How would I use a cID?
 
  • a cID is used to identify an identity across multiple data sources. An example is an Activie Directory account, a Lotus notes account, and an HR profile that all contain the same cID for a person. If the cID is the same, then a "picture" can be establish of the entire dataset that exists for that user with that cID in the enterprise.
  • Once a cID is established across multiple data stores, process can be established for managing the connected Identity (Provisioning, De-Provisioning, SOX compliancy reporting,etc.)
 
What makes a good Correlation ID?
 
  • An ID value that is globally unique
    • "Globally" would most likely be considered your enterprise and any connected enterprises (IE B2B)
  • An ID should contain no encoded data about the identity it connects.
    • Sometimes a number is simply a number, and when it comes to a cID, the only thing that matters is that it is globally unique and not duplicated.
    • By encoding data about an identity, it leaves an issue of that encoded data changing, and thus having to re-issue an cID with an updated data. An example would be to create an ID based upon a name value which is often the case of Logon IDs. If a person has a life event, with a name change, the encoding breakds down.
    • With encoding data about the identity into the cID, the problem of assumptions come into play. If it is a known that a cID follows a standard formula, people have a tendency to assume they know a cID based upon this formula. An example is when using a logon ID as a cID, a person filling out a form may assume that a logon ID is "smithJL" based upon the formula of 5 letters of the last name, 1 letter of the first and 1 letter of an initial. This assumption leads to people not verifying if that ID does indeed belong to the person in question, or may exist for an entirely different person. Keep the cID format understood, but keep it an ID that by itself means noting. The power is in the data connected to the ID.
  • the cID should be memorable, but not without context supporting it
    • I believe in a public cID, and one that is commonly known by the identity who wishes to present that reference value. Since a value is public, a good candidate to have a person know their cID is to provide it on a enterprise ID badge. Combined with a central public authoritative repository of the cID an ID can be questioned and confirmed by process.

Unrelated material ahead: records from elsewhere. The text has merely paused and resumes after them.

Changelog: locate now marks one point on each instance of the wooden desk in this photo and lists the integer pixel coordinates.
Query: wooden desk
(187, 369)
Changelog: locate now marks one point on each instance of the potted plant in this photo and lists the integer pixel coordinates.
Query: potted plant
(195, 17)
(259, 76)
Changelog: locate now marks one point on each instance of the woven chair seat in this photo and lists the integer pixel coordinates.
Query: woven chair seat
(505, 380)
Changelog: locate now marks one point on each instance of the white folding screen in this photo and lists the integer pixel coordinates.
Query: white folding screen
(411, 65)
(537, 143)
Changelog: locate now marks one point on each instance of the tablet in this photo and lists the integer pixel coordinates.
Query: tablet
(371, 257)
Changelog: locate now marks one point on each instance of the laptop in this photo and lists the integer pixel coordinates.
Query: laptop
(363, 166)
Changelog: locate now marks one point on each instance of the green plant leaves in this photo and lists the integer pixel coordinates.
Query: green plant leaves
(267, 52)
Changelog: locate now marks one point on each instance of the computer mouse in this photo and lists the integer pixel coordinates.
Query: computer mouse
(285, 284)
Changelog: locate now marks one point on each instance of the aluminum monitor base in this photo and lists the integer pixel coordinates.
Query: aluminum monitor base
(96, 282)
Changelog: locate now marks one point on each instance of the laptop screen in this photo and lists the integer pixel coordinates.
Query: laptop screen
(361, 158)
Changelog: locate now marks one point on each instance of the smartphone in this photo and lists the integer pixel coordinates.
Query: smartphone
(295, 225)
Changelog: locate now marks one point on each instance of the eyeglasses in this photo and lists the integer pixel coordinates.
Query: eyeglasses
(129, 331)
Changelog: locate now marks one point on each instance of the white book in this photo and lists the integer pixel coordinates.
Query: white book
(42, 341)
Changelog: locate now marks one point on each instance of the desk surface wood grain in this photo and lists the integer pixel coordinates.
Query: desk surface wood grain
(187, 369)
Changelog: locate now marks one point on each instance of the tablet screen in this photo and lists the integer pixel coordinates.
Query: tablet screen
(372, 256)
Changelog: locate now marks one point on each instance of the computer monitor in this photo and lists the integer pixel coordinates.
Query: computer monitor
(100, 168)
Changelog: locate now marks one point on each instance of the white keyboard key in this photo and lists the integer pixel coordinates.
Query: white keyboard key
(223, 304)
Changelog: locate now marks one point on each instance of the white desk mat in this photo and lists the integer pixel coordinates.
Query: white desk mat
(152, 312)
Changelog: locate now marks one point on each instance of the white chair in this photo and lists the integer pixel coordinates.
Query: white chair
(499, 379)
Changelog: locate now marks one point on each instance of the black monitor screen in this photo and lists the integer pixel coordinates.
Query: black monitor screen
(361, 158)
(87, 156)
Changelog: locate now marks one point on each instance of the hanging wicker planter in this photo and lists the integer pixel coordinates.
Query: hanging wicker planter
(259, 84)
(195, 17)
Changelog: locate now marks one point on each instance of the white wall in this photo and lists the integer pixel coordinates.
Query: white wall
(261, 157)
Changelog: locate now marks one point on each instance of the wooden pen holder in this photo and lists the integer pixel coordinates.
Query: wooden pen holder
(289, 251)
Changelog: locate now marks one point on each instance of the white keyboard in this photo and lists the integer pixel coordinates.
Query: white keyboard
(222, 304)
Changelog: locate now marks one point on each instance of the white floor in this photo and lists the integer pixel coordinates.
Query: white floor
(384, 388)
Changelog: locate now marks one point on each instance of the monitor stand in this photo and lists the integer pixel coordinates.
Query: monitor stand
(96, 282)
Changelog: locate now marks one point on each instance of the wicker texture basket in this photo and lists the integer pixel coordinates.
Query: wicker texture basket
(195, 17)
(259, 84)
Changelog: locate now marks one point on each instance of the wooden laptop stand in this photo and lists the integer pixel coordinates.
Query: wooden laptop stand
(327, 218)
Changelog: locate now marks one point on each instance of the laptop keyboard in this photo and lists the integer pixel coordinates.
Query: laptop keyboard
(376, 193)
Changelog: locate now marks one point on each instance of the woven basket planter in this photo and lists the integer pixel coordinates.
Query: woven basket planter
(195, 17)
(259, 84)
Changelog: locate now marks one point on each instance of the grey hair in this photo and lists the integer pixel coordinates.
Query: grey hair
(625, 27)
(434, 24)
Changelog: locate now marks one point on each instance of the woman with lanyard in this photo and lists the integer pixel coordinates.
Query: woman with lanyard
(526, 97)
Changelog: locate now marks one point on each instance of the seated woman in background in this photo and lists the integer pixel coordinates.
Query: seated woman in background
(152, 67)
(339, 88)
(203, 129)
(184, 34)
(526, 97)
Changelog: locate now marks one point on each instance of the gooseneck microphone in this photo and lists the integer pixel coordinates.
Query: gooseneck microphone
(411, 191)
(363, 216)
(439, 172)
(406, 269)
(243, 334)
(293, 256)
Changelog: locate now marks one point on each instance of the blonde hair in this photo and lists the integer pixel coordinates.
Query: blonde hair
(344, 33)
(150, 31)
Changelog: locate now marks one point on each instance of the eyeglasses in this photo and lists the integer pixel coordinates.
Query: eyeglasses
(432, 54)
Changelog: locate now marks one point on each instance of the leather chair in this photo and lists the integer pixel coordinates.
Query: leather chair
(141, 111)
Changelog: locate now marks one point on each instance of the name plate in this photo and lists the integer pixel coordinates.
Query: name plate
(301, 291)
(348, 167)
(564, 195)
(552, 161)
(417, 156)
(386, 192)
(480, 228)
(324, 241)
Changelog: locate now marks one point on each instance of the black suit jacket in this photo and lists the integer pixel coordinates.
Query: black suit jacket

    • By making it a common part of the users everyday life they are more likely to remember and utilize their cID. Afterall, if a person is asked for their home phone #, or sees it connected to their profile, they wil recognize if it is correct or not.
  • It should be Public and not private.
    • To quote IBM’s Bob Blakely, "By definition, attributes which aren’t observable can’t be used to recognize subjects.".
    • This basically means that if the cID is safe guarded from public eyes, the less likely it can be used to identify that person in public sytems.
    • An issue that a private ID brinds is that it cannot be verified with a centralied common repository.
What makes a bad cID?
  • a cID utilizing private data
    • If a cID is built on a private value, the ability to verify the data is diminished. An example would be if you gave me your phone number I could check with the phone company to see if it did indeed belong to you.
  • a cID with no authoritative verifiable source
    • If the cID can’t be tied back to an authoritative source for the cID, all context of the data connected to it can be lost.   I have seen many systems utilize SSN to connect data about a person, but because SSN needs to verified with the SSA, there is no way (except for the HR doing background checks) to verify that indeed that person has the SSN.  So what happens?  A 9 digit number is entered in to satisfy the criteria of putting in the SSN.  How do you prove that is not correct?  In a perfect world of centralized user registration it is possible, but even then there are issues.